Eventually, the conglomerates with sports rights will either have to include a streaming component (adding NBA to HBO Max or NFL to Disney Plus, for example), or risk losing exclusivity as major leagues look to sell those streaming rights to a third party such as Google or Facebook.

Meanwhile, as they place their bets on their new OTT platforms — including the recent launches of Disney Plus, HBO Max and Peacock — the entertainment corporations are hoping to straddle a growing precipice over the next several years, keeping one foot in the old media while placing more of their investment in the new.

According to media research analysts LightShed Partners, WarnerMedia is spending between $4 billion and $5 billion on content this year for HBO Max (at least half of that on originals), while Disney has a $2 billion to $3 billion targeted for Disney Plus, with half of that going to new shows.
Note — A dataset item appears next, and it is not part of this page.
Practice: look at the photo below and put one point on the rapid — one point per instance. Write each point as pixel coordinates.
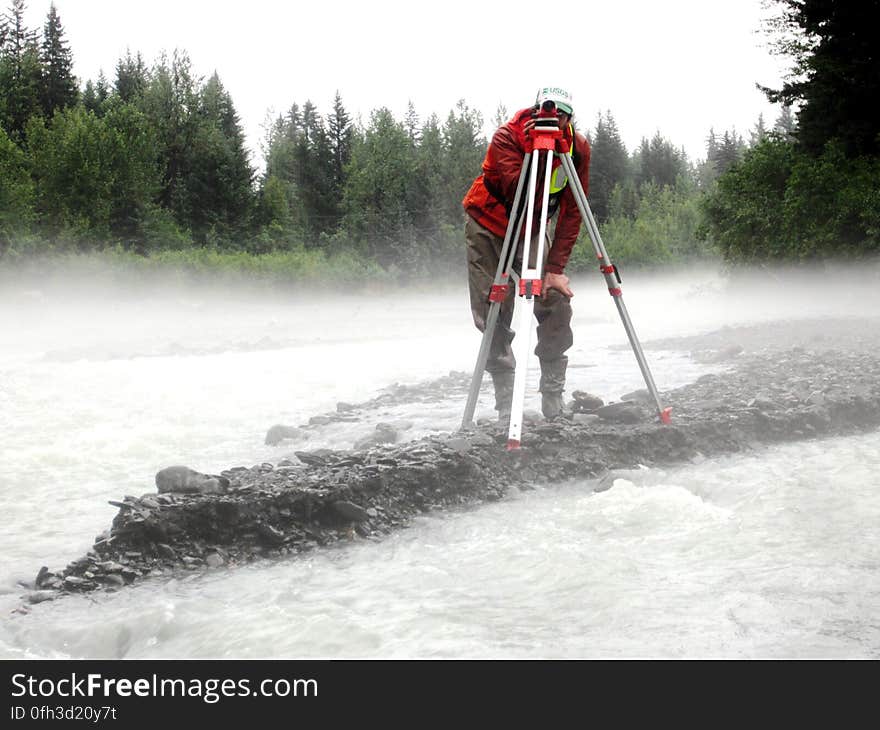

Comcast is believed to be committing $2 billion to Peacock in its first two years as well. (These are all pre-COVID projections; the pandemic will likely change some of these plans.)

Disney Plus launched with impressive subscriber numbers — having, as of May, racked up 54.5 million subs, according to the conglom. But the jury’s still out on the long-term health of the streaming behemoths.

Netflix has started regularly canceling shows as it begins to pay more attention to economics after years of seemingly limitless budgets. Besides an ever-increasing debt load (not uncommon for media companies), it has billions in off-balance-sheet content-spending obligations, most of which are due soon. Whether the company, which has financed its ascent to dominance by accruing billions in debt, is overly leveraged is a question. But at the end of March, Netflix announced it had an astounding 182.9 million paid global subscribers for its first quarter, and added 10 million more in the second quarter.

Yet even though audiences have embraced the streaming age, it doesn’t mean they’re hungry to consume all that new content: According to a recent YouGov survey provided to Variety Intelligence Platform, only 15% of respondents said they’d be interested in watching a new show on HBO Max, and just 6% said they’d watch one on Peacock.

But Netflix’s rise has forced all of its competitors to change radically. Toffler cites the example of “Friends” as a show that traveled from NBC, to broadcast and cable syndication, to Netflix and now to HBO Max as the cornerstone of the WarnerMedia service: “If you have a frictionless consumer experience provided by technology that allows you to watch as many episodes as you want of ‘Friends’ — whichever season or episode, without any commercials — and then you have ‘Friends’ in syndication, what’s the preferable experience?”

Another former top-level cable exec admits he doesn’t see how the business can extricate itself from this predicament. “It’s going away at some point,” he says. “Not tomorrow, because they are managing it very well. They now have a lot of great, smart bean-counter-y types running all these companies. They’re managing their decline, but make no mistake about it, it’s a decline. It feels irreversible.”